A disciplina e a obstinação de um historiador-monasta somadas à sua erudição e conhecimentos das línguas européias foram outros atributos recordados por Clado Ribeiro de Lessa, ajudando na canonização intelectual de Varnhagen. A sua formação poliglota permitia-lhe consultar com vantagem os livros dos viajantes e cronistas estrangeiros que se ocuparam do Novo Continente em geral, e do Brasil em particular.188

De acordo com Rebeca Gontijo, a erudição tem sido uma das características mais identificadas na qualificação de um intelectual. A adjetivação erudito se manifestaria, em especial, no caso das personalidades como Varnhagen, Capistrano de Abreu e Oliveira Lima que se dedicaram ao estudo histórico. Isso acontecia porque a história da disciplina história têm identificado sua origem na dupla tradição filosófica e erudita.189

Esta tradição erudita, segundo a autora, remontava à época do Renascimento e estava associada à figura do antiquário, definido como um estudioso das coisas antigas, que domina línguas mortas, conhecimentos esotéricos, detalhes minuciosos sobre costumes, instituições, artefatos etc.190

Nessa figura gêmea do historiador, especificamente a partir do século XVIII, estaria associada também uma mudança no método histórico. A partir do antiquário, segundo Temístocles Américo Cezar,

foram fixadas normas e colocados certos problemas metodológicos fundamentais, entre os quais as questões do documentos ( a distinção entre fontes primárias e secundárias, e a utilidade de testemunhos não escritos, por exemplo), dos modelos narrativos da história (neste caso da história antiga) ou ainda problemas teóricos como a distinção entre a organização dos fatos.191

187 A construção da imagem de Varnhagen como herói intelectual passa por uma espécie de discurso biográfico permeado por uma hagiografia (escritos sobre a vida de santos) muito recorrente em outras biografias de intelectuais e políticos brasileiros como, por exemplo, Joaquim Nabuco. Conferir: Celia Maria Marinho de Azevedo, Quem precisa de São Nabuco?, Estudos Afro-Asiáticos, Rio de Janeiro, ano 23, n. 01, 2001, p. 87-97.

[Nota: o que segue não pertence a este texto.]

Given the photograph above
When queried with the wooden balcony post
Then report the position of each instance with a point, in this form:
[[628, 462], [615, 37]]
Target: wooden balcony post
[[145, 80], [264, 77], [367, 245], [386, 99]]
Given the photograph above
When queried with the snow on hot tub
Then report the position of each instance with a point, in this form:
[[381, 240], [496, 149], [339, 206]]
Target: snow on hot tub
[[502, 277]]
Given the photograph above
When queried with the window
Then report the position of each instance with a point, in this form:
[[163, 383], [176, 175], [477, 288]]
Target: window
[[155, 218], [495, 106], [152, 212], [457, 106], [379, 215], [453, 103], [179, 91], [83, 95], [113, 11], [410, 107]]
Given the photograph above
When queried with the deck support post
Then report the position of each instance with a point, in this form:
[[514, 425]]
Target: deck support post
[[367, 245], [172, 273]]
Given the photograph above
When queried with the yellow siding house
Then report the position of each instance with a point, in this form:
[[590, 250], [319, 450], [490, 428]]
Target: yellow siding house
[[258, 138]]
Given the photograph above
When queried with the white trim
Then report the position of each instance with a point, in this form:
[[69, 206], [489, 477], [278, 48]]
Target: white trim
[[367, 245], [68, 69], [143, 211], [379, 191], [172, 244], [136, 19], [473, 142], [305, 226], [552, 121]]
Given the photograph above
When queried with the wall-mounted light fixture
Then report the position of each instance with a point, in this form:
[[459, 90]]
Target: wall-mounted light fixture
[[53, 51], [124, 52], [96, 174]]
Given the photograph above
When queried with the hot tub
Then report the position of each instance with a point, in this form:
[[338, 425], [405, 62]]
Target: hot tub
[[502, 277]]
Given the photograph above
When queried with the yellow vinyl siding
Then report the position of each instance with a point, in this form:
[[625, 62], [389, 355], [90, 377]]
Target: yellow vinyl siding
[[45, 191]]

188 Clado Ribeiro de Lessa, Vida e obra de Varnhagen (vol. 223), RIHGB, op. cit., p. 99.

189 Rebeca Gontijo, O “cruzado da inteligência”: Capistrano de Abreu, memória e biografia, Anos 90, op. cit., p. 60. Conferir: François Furet, O nascimento da história, in: A oficina da história, Lisboa, Gradiva, s/d., p. 109-35.

190 Ibidem, ibidem. Para um estudo da erudição em Varnhagen, conferir: Laura Nogueira Oliveira, A palavra empenhada: recursos retóricos na construção discursiva de Francisco Adolfo de Varnhagen, op. cit., capítulo I.

191 Temístocles Américo Cezar, Narrativa, cor local e ciência. Notas para um debate sobre o conhecimento histórico no século XIX, História Unisinos, São Leopoldo, vol. 08, n. 10, jul./dez. 2004, p. 16.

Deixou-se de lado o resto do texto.